In a telephone conversation a few days back, I asked him about the perils of doing an autobiographical one-man show. We couldn’t find any.
“It was really easy,” he said, “because it’s almost like me talking to friends or people who just met me.” The show is peppered with media displays from his C.V., which presents its own set of problems. “The biggest challenge,” he said, “is keeping pace with the 50 or 60 times we cut to a still or clip if I give the wrong cue. My co-star is the screens.”
‘Robert Altman said, “I picked you to be you.” He encouraged actors to try things and let you put things in, saying ‘I can always cut it out if I don’t like it.’ And he hired every actor for the whole movie, not just the role in the script.”
Having worked, notably, with Nichols and Altman, he might have been challenged by the different styles of the countless helmers who’ve employed him across six decades. I was hoping for an exegesis, but his response was typically concise, illuminating – and, perhaps, a caution to younger talent on both sides of the camera.

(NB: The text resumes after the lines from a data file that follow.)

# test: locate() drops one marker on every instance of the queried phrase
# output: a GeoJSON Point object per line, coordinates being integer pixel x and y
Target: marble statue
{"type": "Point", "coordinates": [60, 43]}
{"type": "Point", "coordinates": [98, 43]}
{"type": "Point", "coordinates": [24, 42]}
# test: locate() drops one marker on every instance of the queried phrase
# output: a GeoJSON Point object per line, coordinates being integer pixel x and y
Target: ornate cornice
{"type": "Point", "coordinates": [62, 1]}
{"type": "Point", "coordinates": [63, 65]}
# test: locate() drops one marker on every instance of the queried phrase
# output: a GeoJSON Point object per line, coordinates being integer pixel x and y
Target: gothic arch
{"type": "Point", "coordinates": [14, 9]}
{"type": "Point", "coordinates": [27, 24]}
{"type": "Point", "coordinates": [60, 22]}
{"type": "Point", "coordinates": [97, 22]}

“My experience is, the bigger director, the less he told you what to do,” Dooley said. “Robert Altman always said that half the battle, or 75 per cent, is casting, and let the actors do their work. He told the actors almost nothing, gave us a lot of freedom. He said, ‘I picked you to be you.’ He encouraged actors to try things and let you put things in, saying ‘I can always cut it out if I don’t like it.’ And he hired every actor for the whole movie, not just the role in the script. He said, ‘How do I know I won’t want you for another scene?’ “
As for Nichols – who made his name on Broadway as Neil Simon’s early director before Who’s Afraid of Virginia Woolf? and The Graduate made him one of Hollywood’s first ’60s auteurs – Dooley recalled that “with The Odd Couple, Mike would work quietly with Art Carney, but he would not push so hard. He had a very simple, very clear approach.”
Dooley’s non-acting credits are equally estimable. He co-created and wrote public television’s The Electric Company and acted on ABC’s game-changing series My So-Called Life, which launched the careers of Claire Danes and Jared Leto. That show, as it happens, was created by Dooley’s wife, writer Winnie Holzman, whose credits include the Broadway musical Wicked, one of the biggest hits of all time.

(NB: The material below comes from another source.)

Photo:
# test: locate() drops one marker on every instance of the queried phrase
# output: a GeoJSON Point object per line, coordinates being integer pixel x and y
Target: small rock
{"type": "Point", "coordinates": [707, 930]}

Dooley, a product of the Great Depression who spent his salad days in New York working off-Broadway in shows such as The Threepenny Opera, takes such changes of fortune in stride. That seems to be a quality shared by the breed thespis characteris, sub-species comicus. – and, I supposed, their spouses. I asked Dooley if Wicked had changed their lives.
“Well,” he said, with a brief pause to give it some thought – or perhaps just a knowing beat for comic timing. “We bought new furniture.”
Movie Dad runs through July 23 at Theatre West: theatrewest.org.